001 Verwaltungsrecht allgemein;
10/01 Bundes-Verfassungsgesetz (B-VG);
10/07 Verwaltungsgerichtshof;
90/01 Straßenverkehrsordnung;

Norm

B-VG Art130 Abs1 Z2;
B-VG Art132 Abs2;
StVO 1960 §97 Abs5;
VwGG §42 Abs2 Z1;
VwRallg;

Betreff

Der Verwaltungsgerichtshof hat durch den Vorsitzenden Senatspräsident Dr. Beck sowie den Hofrat Mag. Dr. Köller und die Hofrätin Mag. Dr. Maurer-Kober als Richter, unter Mitwirkung der Schriftführerin Mag. Harrer, LL.M., über die Revision der Bezirkshauptmannschaft Bludenz gegen das Erkenntnis des Landesverwaltungsgerichts Vorarlberg vom 15. März 2018, Zl. LVwG-2- 13/2017-R1, betreffend Ausübung unmittelbarer verwaltungsbehördlicher Befehls- und Zwangsgewalt (mitbeteiligte Partei: V in T, vertreten durch die Piccolruaz & Müller Anwaltspartnerschaft in 6700 Bludenz, Werdenbergerstraße 38), zu Recht erkannt:

Spruch

Das angefochtene Erkenntnis wird wegen Rechtswidrigkeit seines Inhaltes aufgehoben.

Begründung

1 Mit Erkenntnis vom 15. März 2018 wurde der vom Mitbeteiligten erhobenen Beschwerde wegen behaupteter Rechtswidrigkeit einer Verfolgung und gewaltsamen Anhaltung stattgegeben und die Verfolgung und gewaltsame Anhaltung für rechtswidrig erklärt. Gemäß § 35 VwGVG wurde dem Mitbeteiligten Kostenersatz zugesprochen. Weiters wurde die ordentliche Revision für zulässig erklärt.

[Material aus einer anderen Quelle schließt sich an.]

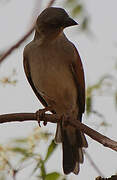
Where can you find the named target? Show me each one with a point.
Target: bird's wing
(78, 73)
(28, 75)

Das Verwaltungsgericht stellte dabei folgenden Sachverhalt fest:

Am 27. Februar 2017 gegen 11.20 Uhr sei der Mitbeteiligte in T. mit einem nicht zum Verkehr zugelassenen Trial-Motorrad ohne Sturzhelm auf einer Straße mit öffentlichem Verkehr gefahren. Dies sei von dem mit einem Dienst-Kfz entgegenkommenden Polizeibeamten Insp. R., der sich dabei auf Streifendienst befunden habe, bemerkt worden. Darauf sei der Polizist mit seinem Dienst-Kfz dem Trial-Motorrad des Mitbeteiligten nachgefahren. Er habe zwei Mal mittels Lautsprecher den Mitbeteiligten zum Anhalten aufgefordert. Der Mitbeteiligte sei jedoch nicht stehen geblieben. In weiterer Folge sei der Mitbeteiligte in einen Schotterweg eingebogen, woraufhin der Polizeibeamte ihm weiterhin gefolgt sei. Auf einer längeren Geraden habe er den Mitbeteiligten überholen und in einer darauffolgenden Kurve anhalten wollen. Die Anhaltung habe er dermaßen bewerkstelligen wollen, dass er dem Mitbeteiligten in der Kurve den Weg blockiere, sodass dieser zum Anhalten gezwungen sei. Während des Überholens seien die beiden Fahrzeuge zusammengestoßen. Der Mitbeteiligte sei zum Sturz gekommen. Dabei habe er eine Rissquetschwunde an der Stirn erlitten, welche im Landeskrankenhaus Bludenz habe genäht werden müssen, sowie Abschürfungen im Gesicht.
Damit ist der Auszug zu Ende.